# Salt-Free Vegetable Broth



## sfisher2531 (Feb 2, 2012)

I want to make a really yummy vegetable broth, but without the salt! If you have a great recipe please share, or point me in the right direction. I'm hoping to make one so good that I can drink it by itself. Thank you!


----------



## zoevictoria (Apr 16, 2012)

Have you tried using celery seeds instead of salt? they add subtle salty flavour without actually using salt. 
I basically get all my favourite veg , carrots celery fennel etc and cover them with water and slowly simmer. Add a bay leaf if you want gives a nice rounded flavour and season with pepper and the celery seeds. Caution with the seeds though add too many can be slightly bitter. 
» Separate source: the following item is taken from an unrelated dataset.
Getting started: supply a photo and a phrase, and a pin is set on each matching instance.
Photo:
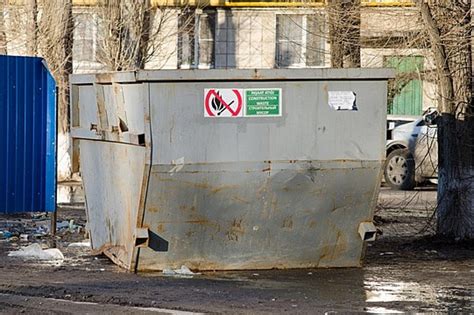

Let me know what you think!


----------



## Andy M. (Apr 16, 2012)

sfisher2531 said:


> I want to make a really yummy vegetable broth, but without the salt! If you have a great recipe please share, or point me in the right direction. I'm hoping to make one so good that I can drink it by itself. Thank you!



Generally speaking, you don't salt a stock or broth until it's ready for its end use.  The broth's flavor will come from the combination of veggies you use.   Ensure you have the basics such as onion, celery and carrots.  Mushrooms will add a lot of flavor.  Also peppercorns and bay leaves.  Simmer for an hour or so to extract flavors.  You can reduce the broth to concentrate the flavors.  While the broth can taste good at this point, salt will greatly enhance its flavor.

You can drink it straight or use it in a soup, stew or sauce.  I freeze stocks in Ziplock bags.


----------



## taxlady (Apr 16, 2012)

If you are in a hurry, you can julienne the vegis; sweat them in a little oil; and then add water. They will give up their flavour quicker that way.


----------